Lockroy a eu plusieurs secrétaires : un nommé Malepeyre que je n’ai pas connu, aujourd’hui fonctionnaire important au ministère de la Justice, le juif Gustave Ollendorff ; Georges Payelle, aujourd’hui premier président à la Cour des Comptes, homme habile, agréable et lettré, qui a fait sa carrière avec la gratitude, comme d’autres la font avec le contraire ; Dauriac, poète de talent, aujourd’hui à la Bibliothèque nationale ; le Juif Ignace, avocat et député.

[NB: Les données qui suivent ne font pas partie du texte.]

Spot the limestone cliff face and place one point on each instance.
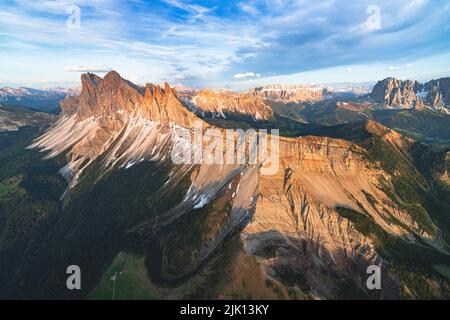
(295, 210)
(286, 93)
(438, 94)
(13, 118)
(226, 104)
(408, 94)
(397, 93)
(116, 98)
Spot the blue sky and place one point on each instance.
(223, 44)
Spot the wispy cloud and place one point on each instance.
(87, 69)
(203, 44)
(247, 75)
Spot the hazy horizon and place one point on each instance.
(223, 44)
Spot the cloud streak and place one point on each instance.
(199, 44)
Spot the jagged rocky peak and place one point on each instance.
(397, 93)
(437, 93)
(113, 96)
(226, 104)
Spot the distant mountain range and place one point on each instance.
(98, 189)
(43, 100)
(397, 94)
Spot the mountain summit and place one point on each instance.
(410, 94)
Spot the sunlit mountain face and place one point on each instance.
(282, 150)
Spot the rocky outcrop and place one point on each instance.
(438, 94)
(116, 98)
(397, 93)
(12, 118)
(289, 93)
(226, 104)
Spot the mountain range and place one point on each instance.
(98, 189)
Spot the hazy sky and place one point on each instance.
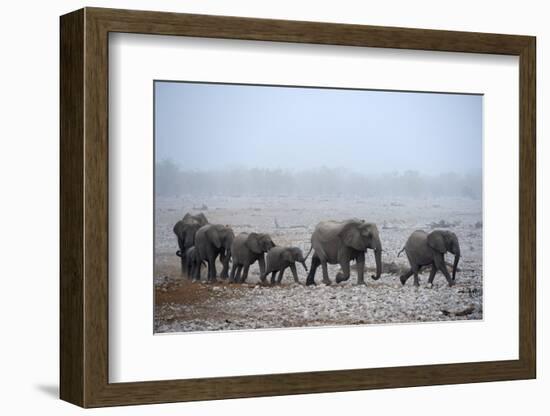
(213, 126)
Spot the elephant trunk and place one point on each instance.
(455, 264)
(378, 259)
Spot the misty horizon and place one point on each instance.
(172, 180)
(205, 127)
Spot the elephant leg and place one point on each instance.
(324, 266)
(433, 271)
(361, 269)
(440, 264)
(404, 277)
(183, 263)
(261, 262)
(197, 272)
(238, 273)
(345, 273)
(416, 280)
(212, 273)
(232, 274)
(225, 268)
(315, 262)
(281, 274)
(294, 273)
(245, 272)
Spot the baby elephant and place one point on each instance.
(192, 261)
(425, 249)
(279, 258)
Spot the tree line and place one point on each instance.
(171, 180)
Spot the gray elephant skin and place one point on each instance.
(211, 241)
(279, 258)
(191, 260)
(425, 249)
(185, 231)
(335, 242)
(247, 248)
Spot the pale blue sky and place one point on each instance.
(217, 126)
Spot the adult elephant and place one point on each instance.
(425, 249)
(336, 242)
(247, 248)
(211, 241)
(185, 230)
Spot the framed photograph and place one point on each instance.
(255, 207)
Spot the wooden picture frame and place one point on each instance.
(84, 207)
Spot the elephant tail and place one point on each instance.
(308, 253)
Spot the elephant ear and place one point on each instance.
(253, 243)
(214, 236)
(351, 236)
(201, 218)
(178, 228)
(437, 242)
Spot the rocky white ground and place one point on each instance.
(182, 306)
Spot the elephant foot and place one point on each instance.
(339, 278)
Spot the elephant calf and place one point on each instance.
(245, 250)
(425, 249)
(279, 258)
(192, 261)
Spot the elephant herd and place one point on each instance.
(332, 242)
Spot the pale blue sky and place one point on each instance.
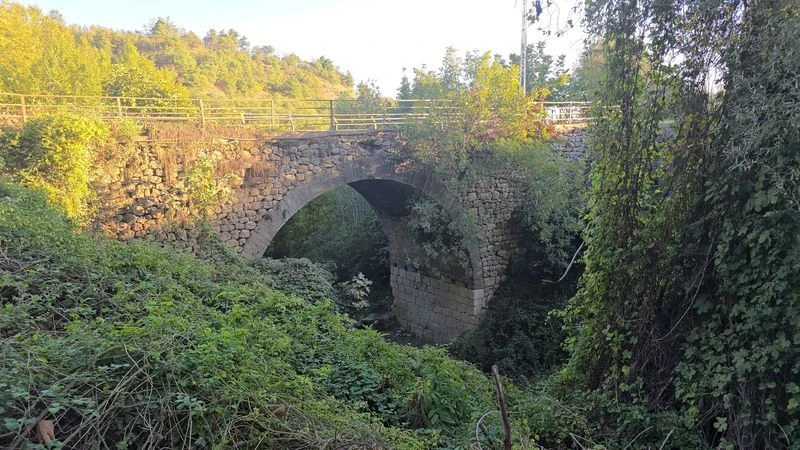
(372, 39)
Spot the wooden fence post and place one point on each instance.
(330, 105)
(272, 114)
(22, 105)
(202, 113)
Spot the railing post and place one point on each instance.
(202, 113)
(272, 114)
(22, 105)
(330, 106)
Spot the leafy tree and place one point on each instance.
(687, 301)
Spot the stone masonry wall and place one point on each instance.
(148, 195)
(433, 309)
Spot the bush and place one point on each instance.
(56, 153)
(519, 332)
(161, 349)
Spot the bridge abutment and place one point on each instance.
(271, 179)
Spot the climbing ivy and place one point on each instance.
(690, 300)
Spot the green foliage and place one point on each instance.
(341, 230)
(39, 54)
(166, 350)
(56, 153)
(440, 239)
(519, 333)
(300, 277)
(357, 289)
(689, 298)
(204, 189)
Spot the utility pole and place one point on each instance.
(523, 54)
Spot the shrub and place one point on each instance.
(165, 350)
(56, 153)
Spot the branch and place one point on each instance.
(503, 413)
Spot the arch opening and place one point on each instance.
(436, 296)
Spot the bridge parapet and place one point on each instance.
(267, 114)
(271, 179)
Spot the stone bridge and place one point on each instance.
(270, 179)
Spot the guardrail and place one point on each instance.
(273, 114)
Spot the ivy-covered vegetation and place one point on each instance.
(156, 348)
(690, 303)
(40, 54)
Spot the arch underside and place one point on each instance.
(436, 305)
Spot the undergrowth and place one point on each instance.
(130, 346)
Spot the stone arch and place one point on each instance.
(434, 308)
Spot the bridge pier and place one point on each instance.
(433, 309)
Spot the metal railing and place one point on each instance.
(272, 114)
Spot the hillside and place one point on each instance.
(136, 345)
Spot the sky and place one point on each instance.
(374, 39)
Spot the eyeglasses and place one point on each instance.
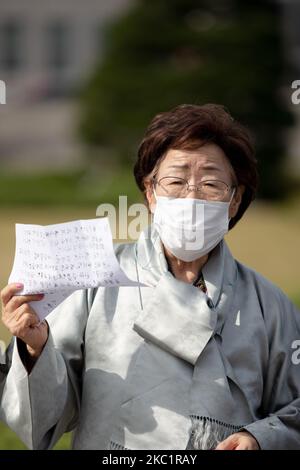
(211, 190)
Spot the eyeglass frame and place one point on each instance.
(188, 185)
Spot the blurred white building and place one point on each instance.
(46, 50)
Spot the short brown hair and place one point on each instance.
(190, 126)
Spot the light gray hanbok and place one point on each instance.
(165, 365)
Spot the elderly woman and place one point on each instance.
(201, 355)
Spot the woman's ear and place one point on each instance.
(236, 200)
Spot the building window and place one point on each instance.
(58, 45)
(10, 45)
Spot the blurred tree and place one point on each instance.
(166, 52)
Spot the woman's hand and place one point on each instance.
(239, 441)
(22, 321)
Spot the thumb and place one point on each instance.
(228, 444)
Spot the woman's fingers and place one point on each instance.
(17, 300)
(20, 327)
(9, 291)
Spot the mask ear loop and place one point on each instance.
(233, 193)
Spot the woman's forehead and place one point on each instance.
(209, 156)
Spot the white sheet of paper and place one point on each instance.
(58, 259)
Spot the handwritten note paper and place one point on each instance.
(58, 259)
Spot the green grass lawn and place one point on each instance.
(267, 239)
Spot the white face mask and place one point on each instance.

Gustave Ollendorff était le frère de l’éditeur. Il était blond et rose, frisé, bavard, cordial, sans venin. Il était encore en fonctions quand son patron prit le ministère du Commerce. Je l’ai entendu haranguer des industriels au Grand Hôtel, avec un aplomb et une faconde admirables, sans connaître le premier mot de la question qu’il traitait. La plus belle carrière s’ouvrait devant lui. Il appartenait à une tribu évidemment très supérieure à celle d’Ignace. Or, un beau jour, Lockroy, sur je ne sais quel rapport administratif, signifia brutalement son congé à ce malheureux. Ollendorff pria, pleura, supplia, s’humilia de toutes manières. Lockroy demeura inflexible. J’eus alors l’occasion d’observer, chez ce prétendu vaudevilliste, une cruauté de bourreau turc, dans le genre de cet Ahmed le boucher dont il a écrit, assez agréablement, la terrible histoire. Ahuri, abruti, n’y comprenant rien, Gustave Ollendorff tomba malade et mourut.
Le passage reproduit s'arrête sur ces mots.